Posted May 22, 2017 by

Logos … we see them every day, from the companies we work for, to the clothes we wear, and even the medicine we take. A logo is a critical component of any Brand, giving a graphical element for customers to recognize, while anchoring the Brand’s visual identity.

In the B2B and B2C space, a logo has the opportunity to be either vibrant and wild, serious and neutral, or anything in-between making for a nearly limitless variety in style and appearance. In the pharmaceutical space on the other hand, logo design needs to be both focused on and aware of the specific circumstances that make the pharma space so unique in the world of branding.

It seems obvious to say a logo needs to be easily identifiable and legible in order to be successful and recognized by consumers. This holds true in the pharmaceutical space, but is taken to an extreme degree and is regulated by the FDA. Pharmaceutical names are often complex, referencing product attributes such as the chemical composition of the compound or the effect it has on the patients … critical information that cannot be sacrificed for the sake of design.

Pharmaceutical logos must be clear and direct in their presentation because of the importance of the name. Things like using a larger font size and a sans serif style can improve readability and reduce the risk of misidentification for the Brand. The color contrast between the copy and the container label background should be chosen to afford adequate legibility as well as avoiding color combinations that do not allow for maximum legibility of text.

The FDA recommends not superimposing copy over images or placing a logo immediately before or after the proprietary name, because the graphic could be mistaken for an additional letter. In addition, there should be no intervening or distracting written, printed, or graphic content between the proprietary name, established name, and product strength. In short, the graphic design should not compete with, interrupt, or distort the Brand name or other text required on the label.

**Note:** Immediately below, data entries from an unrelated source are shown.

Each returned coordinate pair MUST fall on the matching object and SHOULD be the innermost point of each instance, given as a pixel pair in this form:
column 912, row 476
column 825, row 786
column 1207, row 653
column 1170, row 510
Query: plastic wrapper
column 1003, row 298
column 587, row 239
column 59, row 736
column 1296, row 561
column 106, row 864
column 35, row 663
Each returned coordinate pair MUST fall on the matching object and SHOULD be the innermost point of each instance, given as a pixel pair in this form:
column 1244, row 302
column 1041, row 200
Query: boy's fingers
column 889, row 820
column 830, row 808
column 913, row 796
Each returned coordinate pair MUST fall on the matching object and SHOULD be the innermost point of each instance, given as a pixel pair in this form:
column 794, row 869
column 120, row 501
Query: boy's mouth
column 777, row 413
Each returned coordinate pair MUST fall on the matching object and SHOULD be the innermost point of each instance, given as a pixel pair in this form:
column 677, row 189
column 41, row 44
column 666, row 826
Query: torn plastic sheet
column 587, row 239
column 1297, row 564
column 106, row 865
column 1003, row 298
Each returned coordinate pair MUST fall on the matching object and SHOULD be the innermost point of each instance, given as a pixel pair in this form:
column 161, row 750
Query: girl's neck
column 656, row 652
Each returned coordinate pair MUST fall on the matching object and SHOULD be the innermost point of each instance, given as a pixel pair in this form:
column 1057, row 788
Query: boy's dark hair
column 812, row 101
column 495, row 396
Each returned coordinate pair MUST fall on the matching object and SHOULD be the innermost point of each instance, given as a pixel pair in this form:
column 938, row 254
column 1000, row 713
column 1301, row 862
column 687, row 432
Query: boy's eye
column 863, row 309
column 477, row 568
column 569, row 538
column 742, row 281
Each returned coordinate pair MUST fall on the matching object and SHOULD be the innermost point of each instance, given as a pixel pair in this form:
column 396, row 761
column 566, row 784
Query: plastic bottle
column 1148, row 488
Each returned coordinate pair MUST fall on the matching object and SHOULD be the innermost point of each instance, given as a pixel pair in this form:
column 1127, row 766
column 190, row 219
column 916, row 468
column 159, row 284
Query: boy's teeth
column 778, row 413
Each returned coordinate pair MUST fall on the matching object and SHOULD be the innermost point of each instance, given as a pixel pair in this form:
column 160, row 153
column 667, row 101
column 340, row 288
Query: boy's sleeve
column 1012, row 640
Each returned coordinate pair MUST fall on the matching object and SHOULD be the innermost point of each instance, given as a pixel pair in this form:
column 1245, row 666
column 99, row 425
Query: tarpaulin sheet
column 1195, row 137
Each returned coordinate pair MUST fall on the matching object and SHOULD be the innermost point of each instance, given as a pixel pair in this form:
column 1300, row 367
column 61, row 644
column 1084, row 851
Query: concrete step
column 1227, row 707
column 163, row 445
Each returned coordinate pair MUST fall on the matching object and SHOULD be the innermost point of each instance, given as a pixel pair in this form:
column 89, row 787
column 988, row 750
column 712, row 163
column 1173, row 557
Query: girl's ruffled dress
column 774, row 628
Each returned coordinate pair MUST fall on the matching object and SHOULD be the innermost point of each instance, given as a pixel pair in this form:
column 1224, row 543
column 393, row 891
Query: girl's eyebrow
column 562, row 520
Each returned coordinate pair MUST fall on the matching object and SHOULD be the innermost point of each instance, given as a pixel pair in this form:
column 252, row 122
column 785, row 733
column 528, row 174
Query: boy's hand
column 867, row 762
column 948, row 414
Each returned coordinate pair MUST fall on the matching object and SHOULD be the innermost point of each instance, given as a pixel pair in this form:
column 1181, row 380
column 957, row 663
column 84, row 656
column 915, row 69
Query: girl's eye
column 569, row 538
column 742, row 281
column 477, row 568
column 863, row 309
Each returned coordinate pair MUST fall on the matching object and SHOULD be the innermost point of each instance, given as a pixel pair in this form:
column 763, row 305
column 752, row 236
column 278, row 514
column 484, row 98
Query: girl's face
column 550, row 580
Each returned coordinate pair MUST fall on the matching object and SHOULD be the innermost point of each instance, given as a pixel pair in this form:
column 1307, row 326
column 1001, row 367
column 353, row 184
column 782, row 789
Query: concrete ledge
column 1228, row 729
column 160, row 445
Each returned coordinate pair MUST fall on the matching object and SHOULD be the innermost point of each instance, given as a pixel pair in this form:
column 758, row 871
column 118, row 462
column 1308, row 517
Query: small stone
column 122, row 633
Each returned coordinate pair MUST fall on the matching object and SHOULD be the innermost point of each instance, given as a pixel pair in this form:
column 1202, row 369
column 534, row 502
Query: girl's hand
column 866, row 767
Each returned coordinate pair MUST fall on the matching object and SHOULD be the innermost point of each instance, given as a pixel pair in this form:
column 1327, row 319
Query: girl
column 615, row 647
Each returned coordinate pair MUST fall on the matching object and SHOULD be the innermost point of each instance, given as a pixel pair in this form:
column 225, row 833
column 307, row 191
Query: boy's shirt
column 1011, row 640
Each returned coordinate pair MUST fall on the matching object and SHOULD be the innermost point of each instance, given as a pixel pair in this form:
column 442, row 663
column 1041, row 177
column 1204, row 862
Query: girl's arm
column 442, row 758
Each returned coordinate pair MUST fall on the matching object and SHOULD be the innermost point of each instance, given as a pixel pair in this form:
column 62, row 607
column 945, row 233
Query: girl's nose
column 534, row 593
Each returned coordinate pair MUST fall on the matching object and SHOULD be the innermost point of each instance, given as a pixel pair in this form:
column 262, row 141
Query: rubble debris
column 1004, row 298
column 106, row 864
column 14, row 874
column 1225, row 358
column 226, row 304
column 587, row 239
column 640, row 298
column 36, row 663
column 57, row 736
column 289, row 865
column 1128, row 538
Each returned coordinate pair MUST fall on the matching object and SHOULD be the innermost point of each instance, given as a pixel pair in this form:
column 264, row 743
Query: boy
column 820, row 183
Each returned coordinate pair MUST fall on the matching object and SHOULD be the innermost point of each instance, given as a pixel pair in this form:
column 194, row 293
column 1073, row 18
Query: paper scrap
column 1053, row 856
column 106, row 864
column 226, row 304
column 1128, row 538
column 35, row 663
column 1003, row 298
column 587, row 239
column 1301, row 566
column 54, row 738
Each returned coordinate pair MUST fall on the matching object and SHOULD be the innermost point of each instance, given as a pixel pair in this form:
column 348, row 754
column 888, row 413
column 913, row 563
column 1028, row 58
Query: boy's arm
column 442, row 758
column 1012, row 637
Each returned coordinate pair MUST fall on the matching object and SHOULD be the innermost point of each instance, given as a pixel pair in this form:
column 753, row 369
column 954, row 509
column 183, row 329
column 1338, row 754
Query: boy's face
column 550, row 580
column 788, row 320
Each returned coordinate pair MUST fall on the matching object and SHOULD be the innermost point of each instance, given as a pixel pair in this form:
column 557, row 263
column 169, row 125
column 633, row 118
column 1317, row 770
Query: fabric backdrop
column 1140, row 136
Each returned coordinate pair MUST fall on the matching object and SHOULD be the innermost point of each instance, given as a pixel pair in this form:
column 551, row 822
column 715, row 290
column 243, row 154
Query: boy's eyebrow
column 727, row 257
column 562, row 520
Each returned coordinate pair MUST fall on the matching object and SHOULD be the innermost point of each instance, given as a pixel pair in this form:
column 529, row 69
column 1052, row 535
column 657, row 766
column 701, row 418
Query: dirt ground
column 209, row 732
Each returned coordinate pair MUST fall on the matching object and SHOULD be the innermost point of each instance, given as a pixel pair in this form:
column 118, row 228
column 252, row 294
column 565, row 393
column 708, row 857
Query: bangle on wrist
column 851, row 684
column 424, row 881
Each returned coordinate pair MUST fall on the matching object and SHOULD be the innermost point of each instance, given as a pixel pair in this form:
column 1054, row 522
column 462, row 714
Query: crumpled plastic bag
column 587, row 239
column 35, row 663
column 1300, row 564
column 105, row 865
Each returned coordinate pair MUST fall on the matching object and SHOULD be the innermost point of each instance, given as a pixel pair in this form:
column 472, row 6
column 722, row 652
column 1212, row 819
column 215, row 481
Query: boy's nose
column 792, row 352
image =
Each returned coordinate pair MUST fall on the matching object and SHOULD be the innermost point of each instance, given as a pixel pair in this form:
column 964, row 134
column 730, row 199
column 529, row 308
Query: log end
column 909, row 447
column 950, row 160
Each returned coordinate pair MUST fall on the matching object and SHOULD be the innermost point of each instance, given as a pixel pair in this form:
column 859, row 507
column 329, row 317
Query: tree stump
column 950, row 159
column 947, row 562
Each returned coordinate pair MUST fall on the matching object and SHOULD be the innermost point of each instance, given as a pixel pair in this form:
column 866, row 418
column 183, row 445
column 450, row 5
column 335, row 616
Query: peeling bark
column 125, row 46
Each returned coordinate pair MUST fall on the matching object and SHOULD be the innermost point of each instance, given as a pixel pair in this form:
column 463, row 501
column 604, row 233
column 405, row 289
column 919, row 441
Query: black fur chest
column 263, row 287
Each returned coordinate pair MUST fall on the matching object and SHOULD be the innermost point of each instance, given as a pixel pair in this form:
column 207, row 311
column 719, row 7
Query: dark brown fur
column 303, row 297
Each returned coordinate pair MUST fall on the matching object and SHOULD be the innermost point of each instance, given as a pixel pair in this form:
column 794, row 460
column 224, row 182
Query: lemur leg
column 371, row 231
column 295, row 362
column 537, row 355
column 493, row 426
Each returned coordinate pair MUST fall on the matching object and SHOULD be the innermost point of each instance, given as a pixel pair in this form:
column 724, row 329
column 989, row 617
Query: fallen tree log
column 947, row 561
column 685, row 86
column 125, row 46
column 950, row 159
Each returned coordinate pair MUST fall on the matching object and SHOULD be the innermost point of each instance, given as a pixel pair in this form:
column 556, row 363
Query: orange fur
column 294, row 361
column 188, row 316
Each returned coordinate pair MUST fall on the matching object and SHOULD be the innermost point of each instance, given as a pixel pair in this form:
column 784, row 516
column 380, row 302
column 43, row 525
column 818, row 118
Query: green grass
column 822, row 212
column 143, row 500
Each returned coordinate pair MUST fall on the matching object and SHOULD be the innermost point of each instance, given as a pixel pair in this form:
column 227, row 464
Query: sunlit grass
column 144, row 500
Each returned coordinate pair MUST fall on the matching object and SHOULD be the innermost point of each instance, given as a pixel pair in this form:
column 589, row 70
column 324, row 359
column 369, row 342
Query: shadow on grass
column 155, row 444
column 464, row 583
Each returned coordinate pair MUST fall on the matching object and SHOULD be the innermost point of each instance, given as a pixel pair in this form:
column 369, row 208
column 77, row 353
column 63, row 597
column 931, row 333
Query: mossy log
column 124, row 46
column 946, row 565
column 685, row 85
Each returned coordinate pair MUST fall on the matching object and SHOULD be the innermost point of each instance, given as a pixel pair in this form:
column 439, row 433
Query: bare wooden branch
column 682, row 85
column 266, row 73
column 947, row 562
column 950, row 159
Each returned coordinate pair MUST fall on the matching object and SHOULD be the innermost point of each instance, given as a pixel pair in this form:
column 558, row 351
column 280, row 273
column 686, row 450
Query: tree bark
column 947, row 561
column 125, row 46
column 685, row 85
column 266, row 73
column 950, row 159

When working to create a new logo for a proprietary name, companies and their agencies should consistently keep in mind a few key factors:

  • Logos should be clean and able to be printed clearly in both color and black and white
  • Any design elements should not interfere with or impact the name
  • Logos and designs of competing brands should be reviewed in order to clearly differentiate new products
  • Keeping in mind the target audience, and how their perspective should affect the design
  • The design should work to enhance the products ease of use and the overall Brand

While this is certainly only an introductory view into the complexity of pharmaceutical logo design, in the world of branding it is often the most consistent and basic principles that are neglected and cause the most problems for Brand teams. Companies and their agency partners need to make sure that all relevant factors are considered, all design choices are refined to fit the overall Brand strategy, and in the case of pharmaceutical branding, all the regulatory and technical considerations are met.